The job market in Springfield is filled with career opportunities.
“There are more jobs available than we have workers,” said Ryan McCrady, president and chief executive officer of the Springfield Sangamon Growth Alliance.
He estimated that 5,000 jobs representing most, if not all, employment sectors are available in the Springfield metropolitan area.
The pandemic continues as one of the biggest contributors to the high number of job vacancies, McCrady said. Springfield-area workers are like millions of other Americans who quit jobs over the last two years causing a reshaping of the labor market.
Among them are older workers who accelerated retirement over COVID-19 health concerns, McCrady said. Also, dramatic gains in the investment markets, until recently, beefed up portfolios allowing others to comfortably leave careers.

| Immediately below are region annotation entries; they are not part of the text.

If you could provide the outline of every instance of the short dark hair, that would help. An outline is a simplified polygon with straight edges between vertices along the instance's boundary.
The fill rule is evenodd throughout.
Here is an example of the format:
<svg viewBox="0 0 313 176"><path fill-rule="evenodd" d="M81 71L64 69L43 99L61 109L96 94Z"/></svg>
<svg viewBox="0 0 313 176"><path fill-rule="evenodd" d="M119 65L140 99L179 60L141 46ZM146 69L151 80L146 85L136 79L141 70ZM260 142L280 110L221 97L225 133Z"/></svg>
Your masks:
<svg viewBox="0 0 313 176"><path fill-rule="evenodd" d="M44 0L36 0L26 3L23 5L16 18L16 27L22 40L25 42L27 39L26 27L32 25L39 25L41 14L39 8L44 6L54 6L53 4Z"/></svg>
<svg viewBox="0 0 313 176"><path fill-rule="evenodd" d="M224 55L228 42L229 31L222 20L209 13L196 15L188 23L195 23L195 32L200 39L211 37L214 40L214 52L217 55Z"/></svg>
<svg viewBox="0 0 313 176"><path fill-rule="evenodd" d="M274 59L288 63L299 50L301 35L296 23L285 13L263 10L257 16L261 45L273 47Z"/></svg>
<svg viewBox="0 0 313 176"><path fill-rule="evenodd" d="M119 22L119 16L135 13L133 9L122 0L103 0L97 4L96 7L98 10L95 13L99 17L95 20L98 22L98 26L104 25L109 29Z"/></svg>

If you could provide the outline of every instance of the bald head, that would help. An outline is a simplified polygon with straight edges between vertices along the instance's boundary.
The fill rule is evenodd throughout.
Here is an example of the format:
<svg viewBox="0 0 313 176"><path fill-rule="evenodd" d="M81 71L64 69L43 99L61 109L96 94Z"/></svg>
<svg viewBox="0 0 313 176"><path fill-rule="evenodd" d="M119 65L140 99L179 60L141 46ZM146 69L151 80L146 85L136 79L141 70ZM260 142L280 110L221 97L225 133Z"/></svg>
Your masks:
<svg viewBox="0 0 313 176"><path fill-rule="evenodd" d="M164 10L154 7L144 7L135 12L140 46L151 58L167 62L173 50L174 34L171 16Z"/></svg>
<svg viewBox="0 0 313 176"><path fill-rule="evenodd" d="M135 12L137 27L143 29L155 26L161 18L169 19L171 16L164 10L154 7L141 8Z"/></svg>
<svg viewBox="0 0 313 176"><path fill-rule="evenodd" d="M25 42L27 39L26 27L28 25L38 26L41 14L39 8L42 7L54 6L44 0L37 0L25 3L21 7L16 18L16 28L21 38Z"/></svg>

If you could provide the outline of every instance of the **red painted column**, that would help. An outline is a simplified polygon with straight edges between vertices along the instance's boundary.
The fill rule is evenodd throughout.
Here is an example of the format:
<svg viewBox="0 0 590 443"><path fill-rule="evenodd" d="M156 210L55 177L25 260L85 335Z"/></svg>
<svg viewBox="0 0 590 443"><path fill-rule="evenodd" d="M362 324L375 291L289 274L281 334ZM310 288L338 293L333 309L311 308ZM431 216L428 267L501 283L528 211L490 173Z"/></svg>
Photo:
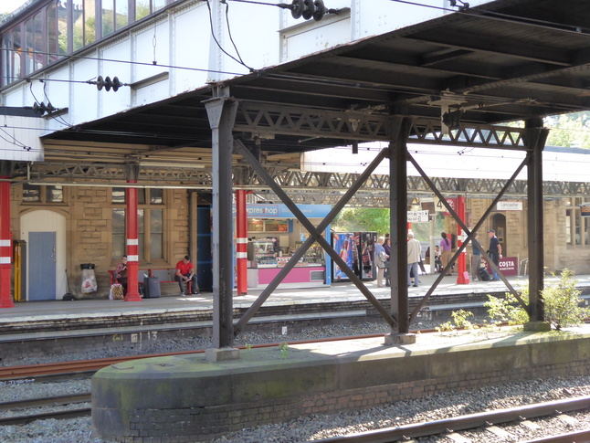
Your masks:
<svg viewBox="0 0 590 443"><path fill-rule="evenodd" d="M465 223L465 197L464 196L459 196L457 197L457 215L458 217L461 219L463 223ZM463 241L461 240L463 237L463 230L461 229L460 226L457 227L457 245L458 248L460 248L461 245L463 244ZM461 252L461 254L458 256L458 258L457 259L458 262L458 276L457 276L457 284L458 285L467 285L469 284L469 273L466 271L465 269L465 257L467 253L465 250Z"/></svg>
<svg viewBox="0 0 590 443"><path fill-rule="evenodd" d="M15 307L10 291L10 182L0 182L0 308Z"/></svg>
<svg viewBox="0 0 590 443"><path fill-rule="evenodd" d="M237 295L248 293L248 211L244 189L236 191L236 258L237 260Z"/></svg>
<svg viewBox="0 0 590 443"><path fill-rule="evenodd" d="M137 183L137 180L127 180L128 184ZM141 301L138 288L139 273L139 240L137 224L137 188L125 189L127 203L127 295L125 301Z"/></svg>

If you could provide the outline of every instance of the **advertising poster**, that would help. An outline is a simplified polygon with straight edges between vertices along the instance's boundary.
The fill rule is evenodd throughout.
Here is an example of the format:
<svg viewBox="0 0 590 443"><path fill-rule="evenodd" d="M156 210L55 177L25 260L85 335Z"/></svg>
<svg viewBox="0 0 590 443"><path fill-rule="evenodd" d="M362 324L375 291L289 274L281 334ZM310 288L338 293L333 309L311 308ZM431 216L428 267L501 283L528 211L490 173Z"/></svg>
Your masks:
<svg viewBox="0 0 590 443"><path fill-rule="evenodd" d="M344 260L348 267L353 269L353 246L354 235L351 233L336 232L333 234L333 248L340 258ZM334 263L334 281L347 280L348 276Z"/></svg>

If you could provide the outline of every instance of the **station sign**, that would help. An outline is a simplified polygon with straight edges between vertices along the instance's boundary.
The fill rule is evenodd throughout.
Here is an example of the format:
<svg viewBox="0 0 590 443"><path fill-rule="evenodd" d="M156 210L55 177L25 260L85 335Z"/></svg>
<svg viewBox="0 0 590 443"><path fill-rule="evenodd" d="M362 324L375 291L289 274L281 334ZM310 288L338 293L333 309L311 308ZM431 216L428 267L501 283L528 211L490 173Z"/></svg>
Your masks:
<svg viewBox="0 0 590 443"><path fill-rule="evenodd" d="M482 257L481 264L486 267L490 275L492 275L491 266ZM502 257L498 263L498 268L506 277L516 277L518 275L518 258L517 257Z"/></svg>
<svg viewBox="0 0 590 443"><path fill-rule="evenodd" d="M457 212L457 198L446 198L446 200L453 211ZM447 206L445 206L445 204L438 197L435 198L435 210L437 212L442 212L445 216L450 216L450 212L447 210Z"/></svg>
<svg viewBox="0 0 590 443"><path fill-rule="evenodd" d="M499 211L522 211L522 202L498 202L496 209Z"/></svg>
<svg viewBox="0 0 590 443"><path fill-rule="evenodd" d="M428 211L407 211L408 223L427 223Z"/></svg>

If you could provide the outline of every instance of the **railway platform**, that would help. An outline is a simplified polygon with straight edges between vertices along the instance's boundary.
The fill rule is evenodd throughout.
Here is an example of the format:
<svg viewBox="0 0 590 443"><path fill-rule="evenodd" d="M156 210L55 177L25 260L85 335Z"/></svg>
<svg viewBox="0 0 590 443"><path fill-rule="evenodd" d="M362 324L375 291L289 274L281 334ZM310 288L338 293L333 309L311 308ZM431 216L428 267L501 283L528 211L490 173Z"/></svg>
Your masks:
<svg viewBox="0 0 590 443"><path fill-rule="evenodd" d="M419 276L419 286L410 287L410 301L417 302L437 279L437 274ZM546 277L545 286L556 283L559 277ZM583 295L590 294L590 275L574 276ZM528 285L528 277L509 277L509 282L514 287ZM375 281L365 281L364 284L380 301L389 301L390 289L377 288ZM431 296L428 306L437 304L480 304L487 294L503 294L507 288L502 281L475 281L469 284L457 284L457 276L445 277ZM257 300L261 290L251 290L247 295L234 296L234 308L237 311L246 310ZM351 282L333 283L331 287L313 289L277 290L265 301L263 308L279 312L281 307L298 305L334 306L342 303L351 306L366 301L364 296ZM412 303L410 303L412 304ZM182 297L165 296L157 299L143 299L141 301L123 301L111 300L77 300L71 301L23 301L15 304L14 308L0 311L0 337L10 333L10 329L20 324L25 326L34 322L57 322L65 325L78 322L92 322L93 319L102 319L108 323L108 318L130 318L137 316L174 316L183 313L211 312L213 293L202 292L200 295ZM196 317L198 318L198 316ZM106 325L106 324L105 324ZM12 326L12 328L10 328ZM16 327L18 329L18 327Z"/></svg>
<svg viewBox="0 0 590 443"><path fill-rule="evenodd" d="M437 275L420 275L419 287L409 288L412 311L430 289ZM590 275L575 276L584 297L590 298ZM559 277L548 277L545 286ZM528 285L526 277L510 277L515 288ZM389 288L377 288L375 281L364 284L386 310L390 309ZM507 291L502 281L476 281L457 284L457 276L445 277L427 301L424 315L449 315L458 309L483 308L488 294L501 296ZM260 290L235 296L235 318L239 318L257 300ZM427 313L427 311L429 311ZM378 318L378 313L359 290L350 282L315 289L278 290L265 301L248 324L262 322L338 322L357 317ZM131 335L136 332L166 332L191 328L208 328L213 323L213 293L198 296L166 296L141 301L110 300L51 301L19 302L0 312L0 344L23 340L50 340L89 335Z"/></svg>

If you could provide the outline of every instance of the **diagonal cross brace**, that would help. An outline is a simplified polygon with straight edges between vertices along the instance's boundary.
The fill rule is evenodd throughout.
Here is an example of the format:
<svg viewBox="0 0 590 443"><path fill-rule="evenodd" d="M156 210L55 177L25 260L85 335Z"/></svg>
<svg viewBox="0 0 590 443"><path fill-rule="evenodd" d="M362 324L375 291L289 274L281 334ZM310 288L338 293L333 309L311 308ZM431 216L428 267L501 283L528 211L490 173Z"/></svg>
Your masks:
<svg viewBox="0 0 590 443"><path fill-rule="evenodd" d="M457 259L457 258L459 256L459 254L461 254L461 252L463 252L463 250L465 249L465 248L467 247L467 245L471 241L471 239L472 239L472 237L473 237L473 233L474 233L474 232L477 232L477 231L478 231L478 229L481 227L481 225L483 225L483 223L484 223L485 219L486 219L486 218L487 218L487 216L490 215L490 213L491 212L491 210L492 210L492 208L494 207L494 206L495 206L495 205L500 201L500 199L504 195L504 194L506 193L506 191L508 190L508 188L510 187L510 185L512 184L512 182L513 182L514 180L516 180L516 177L518 176L518 174L521 174L521 171L522 170L522 168L526 165L527 162L529 161L529 157L531 156L531 153L527 153L526 156L524 157L524 160L522 160L522 163L519 165L519 167L516 169L516 171L514 172L514 174L512 174L512 176L511 176L511 178L506 182L506 184L504 184L504 186L503 186L503 187L502 187L502 189L500 191L500 194L498 194L498 195L496 196L496 198L494 198L494 199L493 199L493 201L491 202L491 204L490 205L490 206L488 207L488 209L486 210L486 212L481 216L481 218L479 218L479 220L478 221L478 223L476 224L476 226L473 227L473 230L472 230L472 231L470 231L470 230L467 227L467 226L465 226L465 223L463 223L463 220L461 220L461 219L460 219L460 217L457 215L457 213L453 210L453 208L451 207L451 206L447 202L447 199L446 199L446 198L444 197L444 195L440 193L440 191L438 191L438 189L437 189L437 186L435 185L435 184L434 184L434 183L432 183L432 180L430 180L430 178L428 178L428 176L426 174L426 173L424 172L424 170L422 169L422 167L420 167L420 165L417 163L417 162L414 159L414 157L412 157L412 155L410 155L410 153L407 153L407 156L408 156L408 160L412 163L412 164L414 165L414 167L416 167L416 171L420 174L420 175L422 175L422 177L424 178L424 180L428 184L428 186L430 186L430 188L431 188L431 189L432 189L432 191L435 193L435 195L436 195L440 199L440 202L441 202L443 205L445 205L445 207L447 208L447 210L451 214L451 216L455 218L455 220L457 221L457 223L461 227L461 228L462 228L462 229L465 231L465 233L468 235L467 240L466 240L465 242L463 242L463 244L458 248L458 249L457 250L457 252L453 255L453 257L452 257L452 258L451 258L451 259L449 260L448 264L445 267L445 269L443 269L443 271L442 271L442 272L440 273L440 275L437 278L437 280L435 280L435 282L433 283L432 287L431 287L431 288L427 291L427 293L425 294L425 296L423 297L423 299L420 301L420 302L418 303L418 305L417 305L417 306L416 307L416 309L412 311L412 313L411 313L411 315L410 315L410 322L412 322L412 321L416 318L416 315L417 315L417 313L420 311L420 310L422 309L422 307L425 305L425 303L427 302L427 301L430 298L430 296L432 295L432 293L435 291L435 290L437 289L437 287L438 286L438 284L440 283L440 281L442 281L442 280L443 280L443 278L445 277L445 275L447 274L448 270L448 269L450 269L450 268L453 266L453 263L455 263L455 260ZM502 281L504 282L504 284L506 284L506 286L508 287L508 289L509 289L509 290L511 291L511 293L512 295L514 295L514 297L516 298L516 300L518 300L519 303L522 306L522 308L524 308L524 310L528 311L528 309L529 309L528 305L524 302L524 301L523 301L523 300L521 298L521 296L518 294L518 291L517 291L516 290L514 290L514 288L512 288L512 286L510 284L510 282L509 282L509 281L506 280L506 278L501 274L501 272L500 271L500 269L496 267L496 264L495 264L493 261L491 261L491 259L490 259L490 258L489 258L488 254L487 254L487 253L486 253L486 251L483 249L483 247L481 247L481 245L479 245L479 244L477 244L477 243L474 243L474 245L475 245L475 246L476 246L476 248L477 248L481 252L481 254L482 254L484 257L486 257L486 258L488 259L488 262L490 263L490 266L491 266L491 267L492 267L492 269L493 269L498 273L498 275L500 277L500 279L502 280Z"/></svg>
<svg viewBox="0 0 590 443"><path fill-rule="evenodd" d="M318 225L316 228L311 222L305 216L305 215L299 209L297 205L283 191L282 187L275 183L270 174L267 173L264 167L256 160L254 155L248 150L248 148L242 143L239 140L235 141L234 147L239 153L241 153L244 158L252 165L252 167L257 171L257 173L262 177L266 184L274 191L274 193L280 198L280 200L285 204L285 206L293 213L297 219L303 225L303 227L309 231L310 237L305 240L303 245L295 251L293 256L290 258L284 268L280 269L279 274L272 280L270 284L265 288L265 290L260 293L258 298L252 303L250 308L244 312L244 315L239 319L234 327L234 333L238 333L239 331L248 323L248 322L256 314L256 312L260 309L260 306L266 301L266 300L270 296L272 291L279 286L279 284L283 280L287 274L293 269L295 264L299 261L300 258L303 257L305 252L310 248L314 241L317 241L321 248L332 257L332 258L341 267L341 269L346 273L346 275L351 279L356 287L361 290L363 295L366 297L369 302L379 311L379 313L384 317L384 319L389 323L390 326L394 327L395 324L395 320L391 316L389 312L381 305L379 301L371 293L371 291L363 284L361 280L353 272L353 270L348 268L348 265L342 259L342 258L334 251L332 246L328 241L323 238L321 235L333 218L340 213L342 208L346 205L346 203L353 197L356 191L363 185L364 181L371 175L373 171L379 165L379 163L385 158L387 150L382 150L375 159L369 164L367 169L359 176L356 183L354 183L351 188L342 195L341 200L334 206L326 217Z"/></svg>

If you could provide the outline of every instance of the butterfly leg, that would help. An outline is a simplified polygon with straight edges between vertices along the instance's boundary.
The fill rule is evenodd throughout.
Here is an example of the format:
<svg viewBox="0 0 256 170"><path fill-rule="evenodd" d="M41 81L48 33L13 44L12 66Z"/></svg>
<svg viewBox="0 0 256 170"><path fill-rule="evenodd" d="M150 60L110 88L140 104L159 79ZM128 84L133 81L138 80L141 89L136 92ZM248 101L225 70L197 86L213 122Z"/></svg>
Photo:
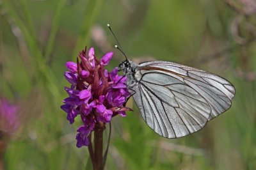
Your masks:
<svg viewBox="0 0 256 170"><path fill-rule="evenodd" d="M126 103L128 102L128 100L130 98L130 97L131 97L132 96L133 96L136 93L136 91L134 90L132 88L129 88L129 91L131 93L131 95L126 99L126 101L125 101L125 103L124 104L124 106L126 105Z"/></svg>

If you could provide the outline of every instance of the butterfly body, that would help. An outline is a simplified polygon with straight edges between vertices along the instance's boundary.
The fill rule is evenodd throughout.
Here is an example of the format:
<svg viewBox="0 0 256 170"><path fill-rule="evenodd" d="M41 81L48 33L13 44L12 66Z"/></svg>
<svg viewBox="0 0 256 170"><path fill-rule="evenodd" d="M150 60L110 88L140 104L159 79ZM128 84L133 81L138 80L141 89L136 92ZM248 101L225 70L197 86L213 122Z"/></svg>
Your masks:
<svg viewBox="0 0 256 170"><path fill-rule="evenodd" d="M233 85L203 70L167 61L119 65L143 120L156 133L177 138L202 129L231 106Z"/></svg>

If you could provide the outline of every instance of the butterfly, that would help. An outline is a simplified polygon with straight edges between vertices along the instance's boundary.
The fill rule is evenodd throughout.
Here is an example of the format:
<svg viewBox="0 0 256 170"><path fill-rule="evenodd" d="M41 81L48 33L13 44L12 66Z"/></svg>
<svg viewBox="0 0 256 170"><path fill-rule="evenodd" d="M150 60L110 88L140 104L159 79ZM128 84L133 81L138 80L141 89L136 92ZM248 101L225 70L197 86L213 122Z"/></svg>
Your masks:
<svg viewBox="0 0 256 170"><path fill-rule="evenodd" d="M231 107L236 89L224 78L168 61L137 64L116 47L125 56L119 70L142 118L159 135L177 138L195 133Z"/></svg>

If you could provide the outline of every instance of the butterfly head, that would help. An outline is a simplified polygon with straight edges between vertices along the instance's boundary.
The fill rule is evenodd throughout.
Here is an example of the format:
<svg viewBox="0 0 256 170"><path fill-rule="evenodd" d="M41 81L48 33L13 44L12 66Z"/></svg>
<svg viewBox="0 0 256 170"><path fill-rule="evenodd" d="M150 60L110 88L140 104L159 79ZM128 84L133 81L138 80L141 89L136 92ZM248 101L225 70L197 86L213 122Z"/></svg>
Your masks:
<svg viewBox="0 0 256 170"><path fill-rule="evenodd" d="M118 72L124 70L131 67L131 63L129 60L125 59L125 61L122 61L118 66Z"/></svg>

Family responsibilities also caused some women to leave the workforce to care for children who were not in school or whose school attendance was not predictable due to the pandemic. More than 600,000 women remain out of the labor force in May 2022 than in February 2020, according to a National Women’s Law Center analysis of the most recent Bureau of Labor Statistics report.
Still, others have gone into the gig economy like freelancing information technology work or driving for Uber, according to McCrady.
The most recent BLS data shows the Springfield area exceeded the pre-pandemic employment rate. In February 2020, the area had 107,100 workers. As of April, 108,100 people are employed.
Not only are more jobs available, but the hourly wage has increased.
“Labor is definitely going up. Employers are paying more, even than they were a year ago,” McCrady said.
As of April, the average hourly wage in the Springfield metropolitan area was $30. In 2019, the average was $24.54 an hour, resulting in a 22 percent increase in three years, according to McCrady.
“Employers are still actively looking for employees,” McCrady said. “Prospects for college graduates, prospects for anybody are positive here in our community.”
Kinzy Buhrman graduated from the University of Illinois Springfield in May with a bachelor’s degree in criminology and criminal justice. She was hired as a caseworker specialist at Rutledge Youth Foundation in Springfield.
Buhrman said she spent a month searching for jobs. She applied for about 15 jobs and received three offers. Two were in Springfield.
“Springfield has a lot of opportunities. I’m only speaking of my field, but I didn’t have any issues finding positions to apply for.”
The search for prospective hires could be improving for some employers, too.
Springfield School District 186 hosted a job fair recently to fill 52 certified vacancies and 104 classified jobs, according to Lyn Williams, the district’s staffing supervisor.
“The district has had struggles like many other employers, Williams said, “however as of late, we’re encouraged by the number of potential employees who have expressed interests in working for District 186.”